Ehemaliger Bundesfinanzminister: Ex-Freie Demokratische Partei-Chef Christian Lindner wird Manager in dieser Autobranche

Der Ex-Finanzminister und frühere FDP-Chef Christian Lindner wechselt als Manager in die Automobilbranche. Ab Januar wird er stellvertretender Vorstandsvorsitzender der Autoland AG, wie das Unternehmen mitteilte. „Dass es die Autobranche ist, wird niemanden überraschen, der meine persönlichen Leidenschaften kennt“, schrieb Lindner auf Facebook über seine neuen Karrierepläne. Er wolle dort arbeiten, wo das Herz der deutschen Wirtschaft schlage.

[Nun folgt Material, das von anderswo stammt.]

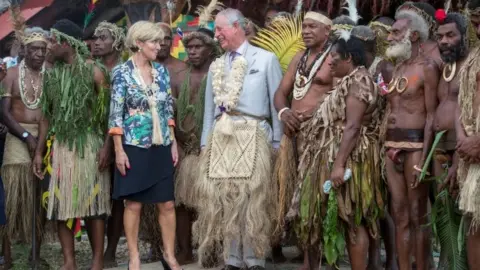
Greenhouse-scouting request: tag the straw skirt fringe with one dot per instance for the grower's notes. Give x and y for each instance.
(18, 177)
(237, 193)
(77, 188)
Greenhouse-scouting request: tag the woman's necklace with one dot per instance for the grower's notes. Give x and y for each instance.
(33, 103)
(151, 94)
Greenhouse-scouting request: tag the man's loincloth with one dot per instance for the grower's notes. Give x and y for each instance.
(187, 173)
(77, 189)
(448, 142)
(405, 139)
(399, 140)
(237, 190)
(18, 177)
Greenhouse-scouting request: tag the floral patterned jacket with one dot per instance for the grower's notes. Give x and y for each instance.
(130, 114)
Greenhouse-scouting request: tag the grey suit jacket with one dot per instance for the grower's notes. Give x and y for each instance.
(262, 79)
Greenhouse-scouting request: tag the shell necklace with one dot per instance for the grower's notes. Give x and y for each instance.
(34, 103)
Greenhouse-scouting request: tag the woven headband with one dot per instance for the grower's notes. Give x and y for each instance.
(34, 37)
(318, 17)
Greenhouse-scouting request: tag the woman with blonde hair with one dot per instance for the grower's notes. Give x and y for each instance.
(141, 123)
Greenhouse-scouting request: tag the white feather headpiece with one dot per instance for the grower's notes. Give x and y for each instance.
(205, 13)
(352, 10)
(344, 34)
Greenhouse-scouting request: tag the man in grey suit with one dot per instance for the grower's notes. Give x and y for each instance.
(235, 187)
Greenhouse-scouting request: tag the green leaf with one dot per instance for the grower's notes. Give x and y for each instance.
(331, 254)
(426, 165)
(340, 244)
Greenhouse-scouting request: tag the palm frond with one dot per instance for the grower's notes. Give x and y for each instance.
(447, 224)
(283, 38)
(18, 21)
(205, 13)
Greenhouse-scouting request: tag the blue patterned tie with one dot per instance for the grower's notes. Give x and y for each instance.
(232, 57)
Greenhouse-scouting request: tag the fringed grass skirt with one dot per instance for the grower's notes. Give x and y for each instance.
(186, 175)
(285, 174)
(360, 200)
(77, 189)
(18, 177)
(237, 194)
(469, 182)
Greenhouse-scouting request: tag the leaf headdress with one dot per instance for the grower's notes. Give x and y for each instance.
(283, 38)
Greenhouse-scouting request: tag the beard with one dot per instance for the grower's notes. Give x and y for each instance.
(400, 51)
(455, 52)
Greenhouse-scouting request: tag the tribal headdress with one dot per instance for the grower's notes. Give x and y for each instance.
(117, 33)
(473, 8)
(35, 34)
(363, 32)
(424, 10)
(23, 34)
(346, 22)
(284, 37)
(205, 14)
(382, 30)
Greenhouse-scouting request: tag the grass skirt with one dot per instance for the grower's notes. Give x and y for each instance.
(285, 174)
(17, 176)
(77, 189)
(236, 192)
(469, 182)
(360, 200)
(185, 178)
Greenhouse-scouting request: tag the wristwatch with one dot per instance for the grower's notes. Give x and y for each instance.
(25, 135)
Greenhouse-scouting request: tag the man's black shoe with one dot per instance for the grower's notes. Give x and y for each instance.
(230, 267)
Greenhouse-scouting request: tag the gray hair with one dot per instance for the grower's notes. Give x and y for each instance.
(363, 32)
(343, 19)
(234, 16)
(416, 23)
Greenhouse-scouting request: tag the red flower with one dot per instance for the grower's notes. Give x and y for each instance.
(440, 15)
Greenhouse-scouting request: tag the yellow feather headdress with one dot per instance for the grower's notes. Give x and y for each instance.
(283, 38)
(205, 13)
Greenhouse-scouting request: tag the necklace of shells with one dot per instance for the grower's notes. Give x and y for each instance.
(227, 93)
(33, 103)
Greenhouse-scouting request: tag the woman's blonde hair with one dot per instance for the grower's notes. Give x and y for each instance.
(143, 31)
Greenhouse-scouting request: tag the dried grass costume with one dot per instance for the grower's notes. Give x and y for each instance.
(17, 173)
(284, 39)
(469, 174)
(189, 119)
(359, 200)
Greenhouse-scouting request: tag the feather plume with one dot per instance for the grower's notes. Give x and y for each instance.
(352, 10)
(344, 34)
(448, 4)
(205, 13)
(284, 39)
(298, 7)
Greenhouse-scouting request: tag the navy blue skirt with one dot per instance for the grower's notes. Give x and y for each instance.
(150, 177)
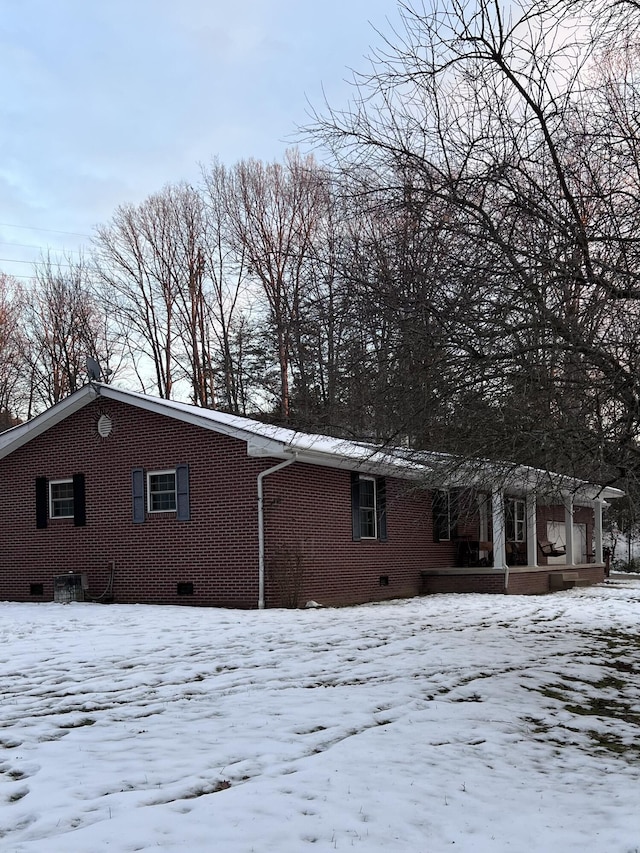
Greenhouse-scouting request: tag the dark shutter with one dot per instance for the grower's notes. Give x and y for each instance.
(454, 513)
(182, 493)
(381, 508)
(137, 489)
(42, 501)
(79, 502)
(439, 503)
(355, 506)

Autoland AG ist nach eigenen Angaben der größte markenunabhängige Automobilhandelskonzern Deutschlands. Die Firma beschäftigt rund 1.500 Mitarbeiterinnen und Mitarbeiter an über 30 Standorten. Die Firmenzentrale liegt in Sandersdorf-Brehna in Sachsen-Anhalt.

Firmengründer Wilfried Wilhelm Anclam sagte laut einer Mitteilung, mit Lindner werde man den Bekanntheitsgrad der Firma deutlich steigern. Lindner sei einer der profiliertesten Verfechter der individuellen Mobilität.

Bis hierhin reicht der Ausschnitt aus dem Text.